The use of a single dose of intra-articular antibiotic (IAA) has been reported in reducing the rate of prosthetic joint injection after total hip and knee arthroplasty. A.W.R. Burns et al examined the safety of IAA in primary hip and knee replacement surgery and the blood levels and joint fluid levels of vancomycin utilising this technique. It has been published in “Journal of Orthopaedics.

From August to October 2021, 68 patients undergoing primary total joint arthroplasty (THA & TKA) were given 1g vancomycin intra-articularly (IA) after closure of the fascia. All patients received 2g cefazolin intravenously (IV) 30 min prior to the procedure as is the standard prophylaxis, and 21 of the patients (IA + IV) were also administered an additional 1 gm vancomycin IV. Post-operative blood vancomycin, creatinine and eGFR level monitoring was performed day1 and day3. To determine the post-operative intra-articular vancomycin levels, surgical drain fluid was sampled at day 1 and 2, in 10 patients.

Key findings of the study were:

• In the group where vancomycin was injected after fascial closure, the average blood vancomycin level day 1 was 5.2 μg/ml (range 2.0–10.9) and day 3 was < 1.4 μg/ml.

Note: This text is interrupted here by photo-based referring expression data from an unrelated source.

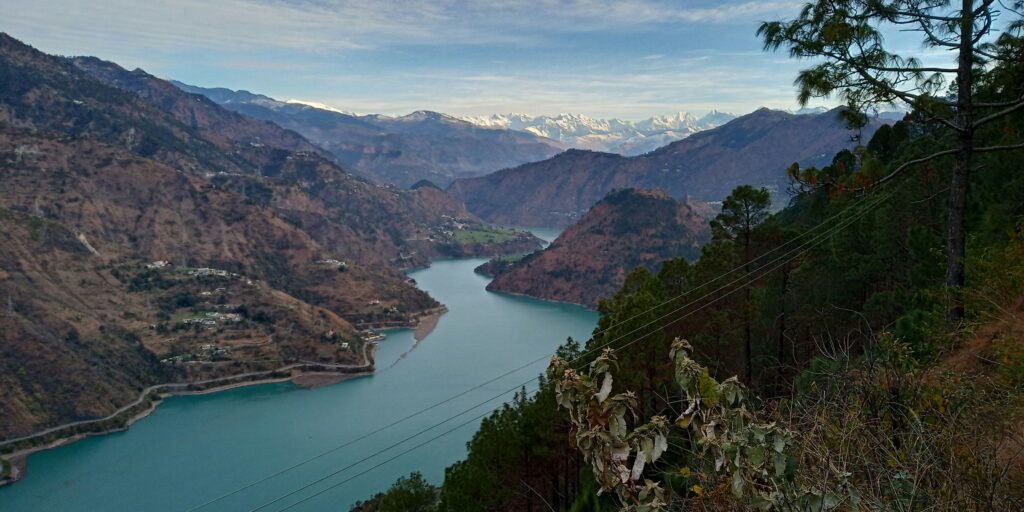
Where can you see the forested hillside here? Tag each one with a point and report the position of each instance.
(853, 390)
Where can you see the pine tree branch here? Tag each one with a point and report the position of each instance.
(997, 115)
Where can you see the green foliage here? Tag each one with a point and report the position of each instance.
(741, 212)
(410, 494)
(484, 236)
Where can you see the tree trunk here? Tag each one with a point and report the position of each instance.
(962, 170)
(781, 329)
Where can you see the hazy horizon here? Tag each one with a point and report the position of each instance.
(629, 59)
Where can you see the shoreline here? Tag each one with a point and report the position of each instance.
(553, 301)
(18, 459)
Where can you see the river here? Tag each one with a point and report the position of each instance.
(194, 449)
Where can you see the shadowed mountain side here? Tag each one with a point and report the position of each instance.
(402, 150)
(590, 260)
(752, 150)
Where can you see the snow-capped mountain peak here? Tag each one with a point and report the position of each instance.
(613, 135)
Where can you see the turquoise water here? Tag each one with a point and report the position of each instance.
(195, 449)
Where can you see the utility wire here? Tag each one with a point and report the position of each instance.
(515, 370)
(813, 243)
(693, 311)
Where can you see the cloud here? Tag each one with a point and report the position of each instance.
(627, 58)
(347, 25)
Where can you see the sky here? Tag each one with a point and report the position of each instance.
(623, 58)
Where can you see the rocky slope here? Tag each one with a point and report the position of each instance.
(400, 151)
(589, 261)
(274, 255)
(752, 150)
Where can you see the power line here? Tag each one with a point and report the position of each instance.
(730, 292)
(521, 367)
(814, 242)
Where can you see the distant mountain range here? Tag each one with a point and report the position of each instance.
(755, 150)
(395, 150)
(128, 207)
(608, 135)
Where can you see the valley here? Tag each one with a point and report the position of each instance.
(363, 287)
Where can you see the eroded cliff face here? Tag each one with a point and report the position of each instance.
(589, 261)
(269, 253)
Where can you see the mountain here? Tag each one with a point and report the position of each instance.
(611, 135)
(751, 150)
(396, 150)
(589, 261)
(267, 253)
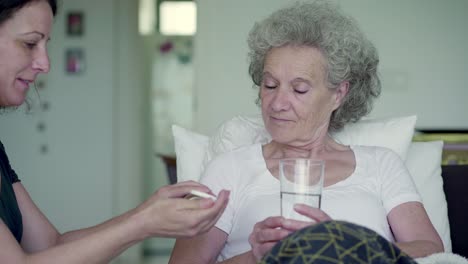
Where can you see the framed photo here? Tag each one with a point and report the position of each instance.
(75, 23)
(74, 61)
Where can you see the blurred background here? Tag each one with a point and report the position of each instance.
(88, 144)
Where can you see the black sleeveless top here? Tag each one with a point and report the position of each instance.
(9, 211)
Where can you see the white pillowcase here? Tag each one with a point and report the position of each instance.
(424, 163)
(194, 151)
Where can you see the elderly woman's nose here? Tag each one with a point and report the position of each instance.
(41, 62)
(281, 100)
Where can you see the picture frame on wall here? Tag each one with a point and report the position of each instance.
(75, 24)
(74, 61)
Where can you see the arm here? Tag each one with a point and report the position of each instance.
(101, 243)
(201, 249)
(413, 230)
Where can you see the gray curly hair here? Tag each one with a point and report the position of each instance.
(349, 55)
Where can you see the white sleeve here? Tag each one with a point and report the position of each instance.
(221, 174)
(397, 186)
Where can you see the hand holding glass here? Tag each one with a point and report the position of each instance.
(301, 181)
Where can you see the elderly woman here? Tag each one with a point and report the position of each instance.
(26, 235)
(316, 72)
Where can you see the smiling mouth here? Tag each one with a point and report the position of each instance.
(280, 119)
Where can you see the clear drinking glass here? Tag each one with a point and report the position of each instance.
(301, 181)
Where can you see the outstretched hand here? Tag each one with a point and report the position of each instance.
(167, 214)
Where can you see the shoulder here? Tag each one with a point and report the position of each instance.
(239, 155)
(234, 165)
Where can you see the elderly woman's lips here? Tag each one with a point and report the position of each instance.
(279, 119)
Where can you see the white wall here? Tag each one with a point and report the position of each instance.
(421, 44)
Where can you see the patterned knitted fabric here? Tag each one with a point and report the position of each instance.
(335, 242)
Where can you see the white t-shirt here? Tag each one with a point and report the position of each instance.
(379, 182)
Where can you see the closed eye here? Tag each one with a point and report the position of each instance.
(300, 92)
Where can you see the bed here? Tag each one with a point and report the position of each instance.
(442, 188)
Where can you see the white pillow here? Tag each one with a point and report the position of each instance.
(424, 163)
(423, 160)
(190, 149)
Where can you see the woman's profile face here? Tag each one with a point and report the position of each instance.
(296, 103)
(23, 53)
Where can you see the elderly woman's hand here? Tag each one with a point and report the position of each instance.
(266, 234)
(314, 214)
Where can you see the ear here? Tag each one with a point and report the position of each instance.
(340, 94)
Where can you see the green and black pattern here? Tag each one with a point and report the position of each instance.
(335, 242)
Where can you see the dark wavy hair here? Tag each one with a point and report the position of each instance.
(9, 7)
(349, 55)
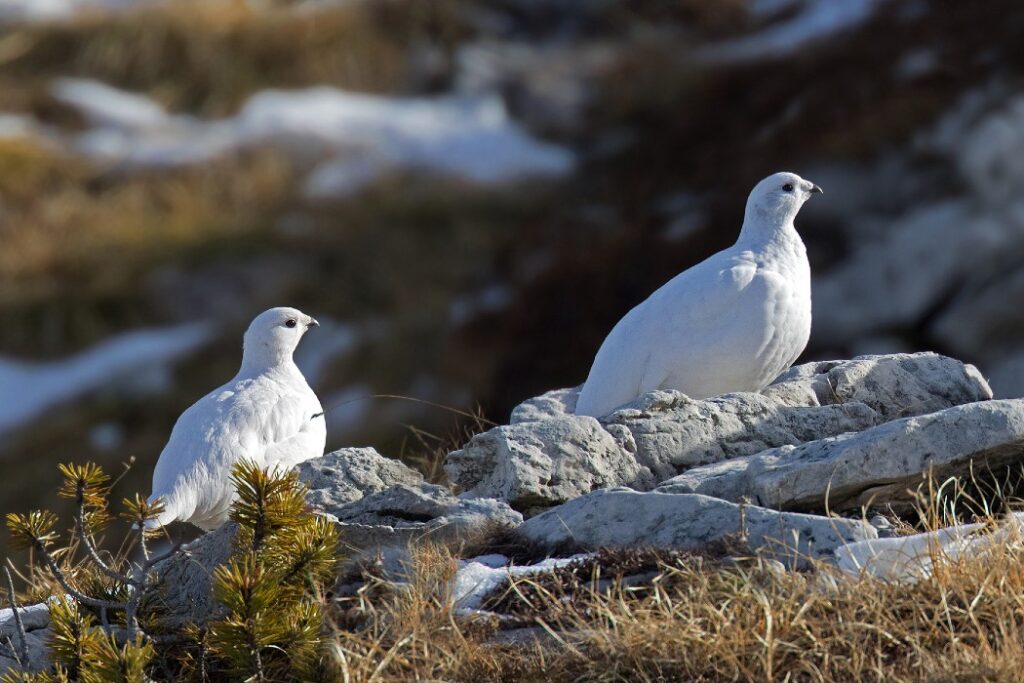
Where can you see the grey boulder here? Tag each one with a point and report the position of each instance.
(880, 465)
(402, 514)
(346, 475)
(626, 518)
(36, 621)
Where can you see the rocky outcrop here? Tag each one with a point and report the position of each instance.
(346, 475)
(36, 622)
(879, 464)
(402, 514)
(548, 456)
(184, 594)
(626, 518)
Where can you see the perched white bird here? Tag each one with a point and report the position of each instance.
(731, 323)
(267, 414)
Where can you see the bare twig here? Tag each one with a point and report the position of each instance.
(23, 652)
(91, 550)
(66, 585)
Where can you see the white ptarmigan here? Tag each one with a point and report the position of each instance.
(731, 323)
(267, 414)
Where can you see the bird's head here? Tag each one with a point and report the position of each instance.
(778, 198)
(273, 335)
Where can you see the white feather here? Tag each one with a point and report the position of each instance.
(267, 413)
(732, 323)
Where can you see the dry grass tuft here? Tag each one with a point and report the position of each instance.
(693, 620)
(207, 57)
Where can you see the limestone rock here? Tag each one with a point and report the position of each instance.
(899, 385)
(626, 518)
(548, 456)
(346, 475)
(535, 464)
(673, 432)
(878, 465)
(554, 403)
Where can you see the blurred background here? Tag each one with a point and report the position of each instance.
(469, 194)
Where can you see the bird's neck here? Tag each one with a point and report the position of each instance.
(259, 358)
(769, 232)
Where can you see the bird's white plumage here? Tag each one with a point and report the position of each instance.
(267, 413)
(731, 323)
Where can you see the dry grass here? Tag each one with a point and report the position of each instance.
(698, 620)
(207, 57)
(64, 218)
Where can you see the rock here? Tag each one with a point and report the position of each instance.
(551, 404)
(894, 386)
(402, 514)
(539, 464)
(876, 466)
(346, 475)
(36, 620)
(548, 456)
(184, 593)
(884, 283)
(626, 518)
(673, 432)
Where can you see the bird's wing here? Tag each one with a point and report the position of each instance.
(692, 311)
(636, 356)
(252, 418)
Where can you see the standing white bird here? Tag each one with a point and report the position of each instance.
(731, 323)
(267, 414)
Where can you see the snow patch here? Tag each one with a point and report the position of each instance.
(130, 360)
(354, 137)
(478, 578)
(816, 19)
(912, 558)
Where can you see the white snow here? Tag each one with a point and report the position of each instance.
(488, 300)
(816, 19)
(478, 578)
(52, 10)
(354, 137)
(706, 331)
(911, 558)
(103, 105)
(333, 340)
(128, 360)
(347, 409)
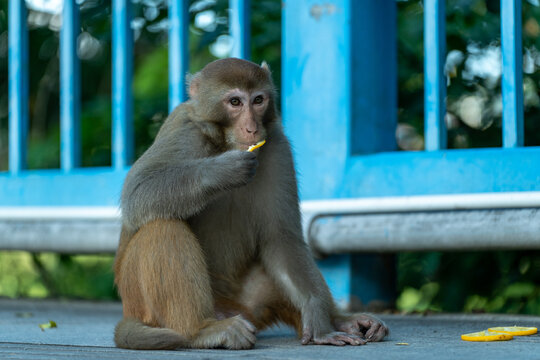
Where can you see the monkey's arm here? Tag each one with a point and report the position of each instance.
(289, 262)
(176, 178)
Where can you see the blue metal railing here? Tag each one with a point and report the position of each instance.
(72, 184)
(324, 47)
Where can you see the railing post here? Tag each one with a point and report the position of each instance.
(18, 86)
(70, 143)
(122, 69)
(434, 78)
(512, 76)
(239, 24)
(178, 51)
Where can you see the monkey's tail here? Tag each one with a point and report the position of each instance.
(133, 334)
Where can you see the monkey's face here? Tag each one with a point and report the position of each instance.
(245, 111)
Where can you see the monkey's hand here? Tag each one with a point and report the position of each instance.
(363, 325)
(238, 167)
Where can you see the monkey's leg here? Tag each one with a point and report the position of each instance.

• The average pre-op creatinine levels were 69.4 μmol/L (56.1–82.6) compared to 70.2 μmol/L (57.0–83.4) on day 1 and 66.1 μmol/L (52.6–79.6) on day 3, (p = 0.663).

• The average pre-op eGFR levels (ml/ min/1.73 m2) were 82.2 (76.0–88.3) compared to 81.7 (75.6–87.8) on day 1 and 83.0 (76.8–89.2) on day 3 (p = 0.736).

• Samples of joint fluid aspirated from surgical drains on day 1 and day 2 showed average vancomycin levels of 224 μg/ml and 51 μg/ml respectively, significantly higher than the MIC for Staph aureus.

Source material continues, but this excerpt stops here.